W pierwszej kolejce Lech wygrał 3:0 ze Spartą Brodnica. W czerwcu ze wspierania klubu wycofał się Marek Stefański. Po kilku tygodniach możny sponsor postanowił wrócić, a stanowisko trenera objął Sławomir Suchomski. Ma on do dyspozycji nowych zawodników: Łukasza Grube, Michała Żurowskiego, Jakuba Bojasa, Ariela Winieckiego, Mateusza Fedyka iJacka Wojciechowskiego. Takie wzmocnienia pozwalają myśleć o awansie.
W poprzednim sezonie dwukrotnie górą był Chemik. W Rypinie gospodarze prowadzili po trafieniu Pawła Piceluka. Przed przerwą wyrównał Adam Kacprzak, ale potem znowu do siatki trafił Piceluk. Kiedy Lech cieszył się już z trzech punktów w 92 minucie wyrównał Maciej Kot, a chwilę później Jakub Witucki dał 3 punkty bydgoszczanom.

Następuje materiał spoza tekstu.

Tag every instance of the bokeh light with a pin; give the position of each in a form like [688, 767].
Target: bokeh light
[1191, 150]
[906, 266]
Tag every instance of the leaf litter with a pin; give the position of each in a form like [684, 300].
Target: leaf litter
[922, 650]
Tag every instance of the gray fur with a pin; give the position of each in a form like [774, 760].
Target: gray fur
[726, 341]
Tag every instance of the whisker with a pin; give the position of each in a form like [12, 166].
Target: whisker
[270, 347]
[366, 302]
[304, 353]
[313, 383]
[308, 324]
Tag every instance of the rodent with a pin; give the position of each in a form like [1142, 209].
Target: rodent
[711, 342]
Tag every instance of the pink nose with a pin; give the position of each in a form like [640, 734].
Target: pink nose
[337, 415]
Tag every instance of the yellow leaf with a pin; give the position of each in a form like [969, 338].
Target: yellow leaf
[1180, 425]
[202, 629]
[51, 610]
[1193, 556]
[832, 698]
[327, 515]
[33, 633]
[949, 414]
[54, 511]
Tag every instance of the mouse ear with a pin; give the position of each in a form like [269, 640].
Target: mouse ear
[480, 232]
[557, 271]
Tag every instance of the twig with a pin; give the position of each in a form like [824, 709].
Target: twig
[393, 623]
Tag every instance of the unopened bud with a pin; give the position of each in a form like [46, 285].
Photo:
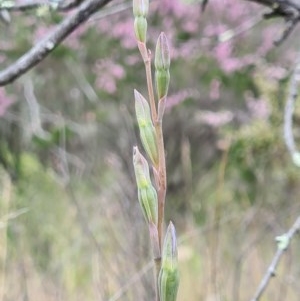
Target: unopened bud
[147, 130]
[141, 169]
[140, 28]
[169, 275]
[162, 78]
[146, 192]
[148, 200]
[162, 53]
[140, 8]
[162, 66]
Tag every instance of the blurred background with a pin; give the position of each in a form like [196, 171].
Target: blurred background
[70, 222]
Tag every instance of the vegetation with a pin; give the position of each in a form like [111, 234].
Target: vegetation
[71, 224]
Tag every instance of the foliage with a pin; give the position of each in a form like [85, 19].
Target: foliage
[226, 159]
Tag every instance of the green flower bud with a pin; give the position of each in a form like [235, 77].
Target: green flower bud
[147, 130]
[146, 192]
[140, 28]
[168, 279]
[148, 200]
[162, 79]
[162, 66]
[141, 169]
[140, 8]
[162, 53]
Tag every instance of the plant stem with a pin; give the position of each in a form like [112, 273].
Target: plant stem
[146, 55]
[162, 179]
[150, 87]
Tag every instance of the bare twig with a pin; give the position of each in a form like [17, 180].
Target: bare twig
[41, 50]
[31, 5]
[283, 243]
[289, 110]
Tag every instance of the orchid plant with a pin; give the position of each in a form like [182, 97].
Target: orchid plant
[152, 195]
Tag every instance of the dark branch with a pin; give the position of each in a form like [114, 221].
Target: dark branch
[38, 52]
[289, 10]
[34, 4]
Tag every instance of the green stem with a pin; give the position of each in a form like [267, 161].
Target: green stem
[145, 53]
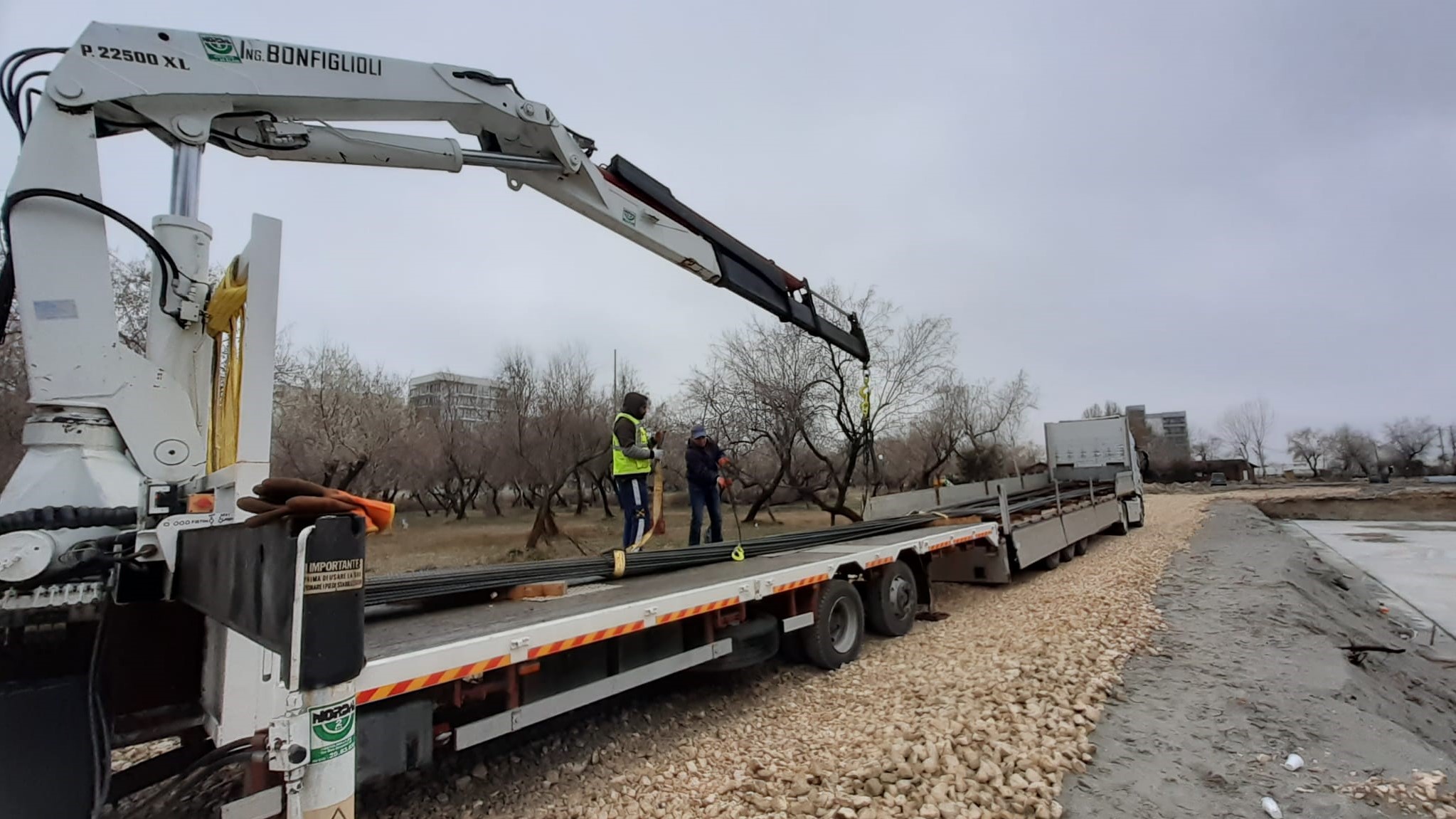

Wydawało się, że nic dwa razy się nie zdarza. 1 czerwca tego roku obie drużyny zmierzyły się w "Grodzie nad Brdą". Podopieczni Zbigniewa Kieżuna uzyskali prowadzenie w końcówce I połowy. W II części gry wyrównał z rzutu karnego Jarosław Jaworski. Obie drużyny potrzebowały 3 punktów. Na 10 minut przed końcem Piotr Kulpaka dostał czerwoną kartkę. Tuż przed ostatnim gwizdkiem sędziego Dawid Retlewski dośrodkowywał z rzutu rożnego. Piłkę strącił Dawid Zdrojewski, a do siatki wbił ją Daniel Katerla. W strugach deszczu to gracze BKS-u cieszyli się z 3 punktów i coraz bliższego utrzymania.
Teraz obie drużyny zmierzą się w najbliższą sobotę. Początek o godzinie 17.